Stay with me
In celebration of the new Gallery Association of Los Angeles (GALA) and the launch of its digital forum GALLERYPLATFORM.LA, Luis De Jesus Los Angeles is very pleased to present Stay with me, a selection of works by Gabriel Sanchez, Carla Jay Harris, and Lia Halloran—and a preview of our summer exhibition. Reflecting upon this peculiar moment of collective stillness and contemplation, the three artists depict the human figure in the company of others and in isolation. Stay with me bridges the challenging events of this world and invites us to enter into a deeper awareness of our human nature and existence, allowing us to experience our transcendent unity.
Gabriel Sanchez’s new paintings explore dialogues between solitude and intimacy, and proximity and union that are ever-present in Cuban society. Each painting captures a small scene of mundane events that occur daily on the island. In these snapshots the distractions of urban life are minimized, and our attention is brought to bear on one particular and present moment. Sanchez’s use of realism produces “an authentic and inescapable illusion of existence” and brings the viewer into a closer relationship with his subject. The figures portrayed—a lover, family, friends, and acquaintances—serve as depictions of the stoic nature of Cuban culture that has changed little over time and also as reminders to the world of what has been lost. In the painting “Mirando al Mundo” Sanchez uses the three nude figures as a stand-in for the tri-colors of the Cuban flag, which also reflect the racial and ethnic history of Cuba: white, blue (black), and red (mulatto).
In her most recent body of work, Celestial Bodies, Carla Jay Harris draws inspiration from her experience as a “third culture kid.” Harris spent a significant part of her youth living outside the United States—primarily in Italy and Germany. According to the artist, “this was a surreal experience that permanently shifted my perception of belonging.” Othered by race, language, culture, and nationality, she was drawn to mythology which has become central to her work. Throughout history, mythology has served humankind's desire to understand its surroundings, nature, and society. Through myth-making Harris taps into a sense of belonging that extends from notions of kinship to universal cultural concerns and narratives.
For many years, Lia Halloran’s studio practice has been in dialogue with science and nature. She interweaves ideas about sexuality, intimacy, and physical movement in projects whose subjects range from astrophysics to perception to classification to interconnected relativity. In these ink on vellum works Halloran presents an investigation into the human form and the passage of time where flesh undergoes a metamorphosis into crystallized figures. What begins as a dual depiction of close friends and crystal forms becomes a “negotiation” of action and reaction via ink—an image that fluctuates between strict representation, the intangible object, and the inherent fluidity of the medium. Some subjects are fully realized as human figures; others are camouflaged into the hardened natural elements, and manifest a kind of dormant but sensually charged dialogue that expresses the universal and intimate qualities of each.

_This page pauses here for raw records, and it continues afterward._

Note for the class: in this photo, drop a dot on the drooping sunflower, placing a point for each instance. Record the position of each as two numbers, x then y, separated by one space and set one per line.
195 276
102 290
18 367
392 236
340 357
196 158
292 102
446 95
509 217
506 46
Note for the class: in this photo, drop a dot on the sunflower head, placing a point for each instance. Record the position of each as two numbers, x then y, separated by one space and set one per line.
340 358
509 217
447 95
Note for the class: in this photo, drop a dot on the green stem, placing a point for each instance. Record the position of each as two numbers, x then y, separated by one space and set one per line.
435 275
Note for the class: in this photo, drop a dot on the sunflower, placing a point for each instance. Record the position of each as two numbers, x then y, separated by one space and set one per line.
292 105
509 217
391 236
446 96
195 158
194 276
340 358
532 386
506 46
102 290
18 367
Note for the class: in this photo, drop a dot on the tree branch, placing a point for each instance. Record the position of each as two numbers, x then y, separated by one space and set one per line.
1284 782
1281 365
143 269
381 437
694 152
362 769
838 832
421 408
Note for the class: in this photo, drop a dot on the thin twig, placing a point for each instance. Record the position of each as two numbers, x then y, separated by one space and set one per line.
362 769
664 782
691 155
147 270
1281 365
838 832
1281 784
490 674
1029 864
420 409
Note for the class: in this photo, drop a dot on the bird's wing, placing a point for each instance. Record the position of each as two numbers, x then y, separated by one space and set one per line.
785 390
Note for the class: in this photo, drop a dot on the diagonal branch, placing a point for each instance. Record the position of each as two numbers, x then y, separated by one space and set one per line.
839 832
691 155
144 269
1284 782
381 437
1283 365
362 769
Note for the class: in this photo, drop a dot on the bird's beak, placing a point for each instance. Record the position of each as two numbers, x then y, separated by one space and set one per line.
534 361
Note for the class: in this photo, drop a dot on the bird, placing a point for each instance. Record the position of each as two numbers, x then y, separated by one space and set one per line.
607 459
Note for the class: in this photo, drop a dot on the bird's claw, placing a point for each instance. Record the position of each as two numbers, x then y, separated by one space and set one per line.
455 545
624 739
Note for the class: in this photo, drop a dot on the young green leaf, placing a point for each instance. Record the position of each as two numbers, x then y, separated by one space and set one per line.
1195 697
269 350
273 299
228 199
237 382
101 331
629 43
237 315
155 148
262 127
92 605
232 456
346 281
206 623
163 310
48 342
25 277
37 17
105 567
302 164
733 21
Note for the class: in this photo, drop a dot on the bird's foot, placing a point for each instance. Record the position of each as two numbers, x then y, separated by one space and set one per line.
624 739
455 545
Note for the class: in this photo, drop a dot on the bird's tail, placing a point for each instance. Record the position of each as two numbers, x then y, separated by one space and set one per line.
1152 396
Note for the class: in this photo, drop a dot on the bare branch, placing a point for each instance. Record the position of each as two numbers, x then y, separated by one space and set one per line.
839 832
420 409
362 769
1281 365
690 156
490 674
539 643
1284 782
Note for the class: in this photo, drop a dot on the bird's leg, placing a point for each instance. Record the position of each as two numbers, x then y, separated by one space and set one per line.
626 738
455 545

Halloran’s Your Body is a SpaceThat Sees is a series of large-scale cyanotype works that source the history and discoveries of a group of women known as ‘Pickering’s Harem’, or later the ‘Harvard Computers’, who worked at the Harvard Observatory starting in the late 1800s through the first half of the 20th century. This group made significant impacts in the field of astronomy by using photographic glass plates to establish classification systems for the size, brightness and chemical content of stars. Halloran’s research for this series was done in partnership with the Harvard University Archive, which houses the world’s largest collection of historic astronomical photographic plates. The artist identified specific plates used by these women and utilized them as a reference for her large ink-on-drafting film paintings, which she employed as negatives in the creation of the cyanotypes. Halloran pays tribute to these women by including their names and their discoveries in the titles of the works.